Kebetulan Ibu Dian dan Andin mendengarkan pembicaraan mereka dari kejauhan. Kemudian menghampirinya.
"Ada apa ini, kalian ribut-ribut."
"Asyik nih, ada Ibu Bos, datang. Ini, Bu Dian, Mbak Andin. Anak-anak punya rencana mau hunting ke air terjun, lagi ramai dibicarakan. Sepertinya menantang banget untuk didatangi." Bambang menjelaskan maksud tujuan mereka kepada Ibu Dian dan Andin.

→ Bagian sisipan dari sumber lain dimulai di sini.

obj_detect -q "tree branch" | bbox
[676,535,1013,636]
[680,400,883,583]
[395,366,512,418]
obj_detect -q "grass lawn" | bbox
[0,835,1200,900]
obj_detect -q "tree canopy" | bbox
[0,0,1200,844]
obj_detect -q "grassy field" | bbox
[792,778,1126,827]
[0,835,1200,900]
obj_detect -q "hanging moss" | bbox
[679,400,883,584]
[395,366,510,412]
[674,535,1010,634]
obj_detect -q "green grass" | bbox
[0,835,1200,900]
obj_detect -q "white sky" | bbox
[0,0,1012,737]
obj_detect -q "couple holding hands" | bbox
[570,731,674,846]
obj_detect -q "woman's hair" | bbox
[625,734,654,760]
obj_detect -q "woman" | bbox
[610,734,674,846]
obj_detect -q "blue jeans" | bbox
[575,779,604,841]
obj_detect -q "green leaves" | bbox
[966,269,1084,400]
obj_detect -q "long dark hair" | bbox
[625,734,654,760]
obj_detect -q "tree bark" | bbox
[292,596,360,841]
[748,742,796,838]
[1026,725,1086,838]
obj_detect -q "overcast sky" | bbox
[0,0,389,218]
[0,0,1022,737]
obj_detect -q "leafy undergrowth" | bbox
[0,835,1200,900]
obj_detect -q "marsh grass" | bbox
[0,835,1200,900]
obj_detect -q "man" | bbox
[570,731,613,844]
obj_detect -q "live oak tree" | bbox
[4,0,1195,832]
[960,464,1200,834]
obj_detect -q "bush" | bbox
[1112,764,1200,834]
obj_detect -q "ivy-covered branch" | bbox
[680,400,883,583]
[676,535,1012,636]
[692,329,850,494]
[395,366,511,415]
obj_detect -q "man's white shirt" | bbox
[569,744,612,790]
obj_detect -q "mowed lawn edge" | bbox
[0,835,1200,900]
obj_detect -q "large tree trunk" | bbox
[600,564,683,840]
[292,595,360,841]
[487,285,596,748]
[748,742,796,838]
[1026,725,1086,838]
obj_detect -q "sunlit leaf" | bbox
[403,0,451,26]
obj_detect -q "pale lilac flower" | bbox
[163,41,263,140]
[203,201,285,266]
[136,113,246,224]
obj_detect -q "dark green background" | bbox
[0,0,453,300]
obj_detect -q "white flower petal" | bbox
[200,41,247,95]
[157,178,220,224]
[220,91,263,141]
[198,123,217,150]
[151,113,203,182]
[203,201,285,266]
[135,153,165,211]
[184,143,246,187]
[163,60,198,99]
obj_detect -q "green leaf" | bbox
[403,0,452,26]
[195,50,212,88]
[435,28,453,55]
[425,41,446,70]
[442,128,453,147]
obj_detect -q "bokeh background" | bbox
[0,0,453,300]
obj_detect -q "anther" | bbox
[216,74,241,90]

"O, ... itu, Andin juga pernah mendengar. Aku juga mau ikutan dengan kalian dong. Boleh, nggak?" Andin nyeletuk begitu saja, tidak mau kalah dengan mereka.
Serentak mereka bersorak, gaduh. Mendapat respon dari putri pemilik perusahaan ini.
"Horee ...! Mbak Andin mau ikutan kita!
"Tunggu, dulu! Memang tidak berbahaya, ke sana?" Ibu Dian memperingatkan.
"Arief menegaskan. "Kami, kan, anggota pencinta alam di jogja, Bu, Sudah terbiasa menghadapi rintangan seperti itu. Rasanya, sih, tidak terlalu sulit menemukannya."
"Begini juga, Andin pernah juga lho, mendaki gunung waktu kuliah di Inggris, dulu."
"Wah, ... hebat juga nih Mbak Andin, nggak nyangka kita lho, ternyata Mbak Andin pencinta alam juga. Kapan dong, kita di ajak ke sana, Mbak?" Astrid ikut mengomentari.
"Iya, Mbak, ajak kita rame-rame ke sana. Patungan, yuk, keluar negeri sama Mbak Andin." Maharani ikut nimbrung.
Olivia meledek. "Naik getek kali kita ke sana, Emang murah, ticket pesawatnya."
"Ya, sudah, kita jangan menghayal yang jauh-jauh. Bisa menemukan air terjun di sini saja, juga sudah keren banget rasanya. Ibu Dian, mau ikutan juga?" tanya Astrid.
"Nggak, lah, Ibu sudah tidak muda lagi. Kalian itu yang cocok ke sana. Tapi ingat ya, bukan Ibu yang menentukan boleh tidaknya kalian pergi ke sana. Pak Raymond sebagai safety kita, paling berhak menentukannya."
"Wah, cocok kalau begitu, mana ya, pak Raymond?" Bambang menanyakan.
"Pak Raymond sedang di lapangan, nanti kita diskusikan dengannya." Andin memberikan harapan.